- Seyyed Mahalleh Location within Iran
- Coordinates: 36°41′54″N 51°06′09″E﻿ / ﻿36.69833°N 51.10250°E
- Country: Iran
- Province: Mazandaran
- County: Abbasabad
- District: Central
- Rural District: Langarud-e Sharqi

Population (2016)
- • Total: 1,005
- Time zone: UTC+3:30 (IRST)

= Seyyed Mahalleh, Abbasabad =

Village in Mazandaran province, Iran

Seyyed Mahalleh (سيدمحله) (Note: Also romanized as Seyyed Maḩalleh) is a village in, and the capital of, Langarud-e Sharqi Rural District (Note: Formerly Langarud Rural District) in the Central District of Abbasabad County, Mazandaran province, Iran.

==Demographics==
===Population===
At the time of the 2006 National Census, the village's population was 782 in 224 households, when it was in Langarud Rural District (Note: Renamed Langarud-e Sharqi Rural District) of the former Abbasabad District in Tonekabon County.
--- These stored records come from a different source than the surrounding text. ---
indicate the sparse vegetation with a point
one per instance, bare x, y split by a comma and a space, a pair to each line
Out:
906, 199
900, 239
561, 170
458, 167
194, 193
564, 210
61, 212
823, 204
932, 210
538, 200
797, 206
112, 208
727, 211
The following census in 2011 counted 951 people in 298 households, by which time the district had been separated from the county in the establishment of Abbasabad County. The rural district was transferred to the new Central District and renamed Langarud-e Sharqi Rural District. The 2016 census measured the population of the village as 1,005 people in 330 households.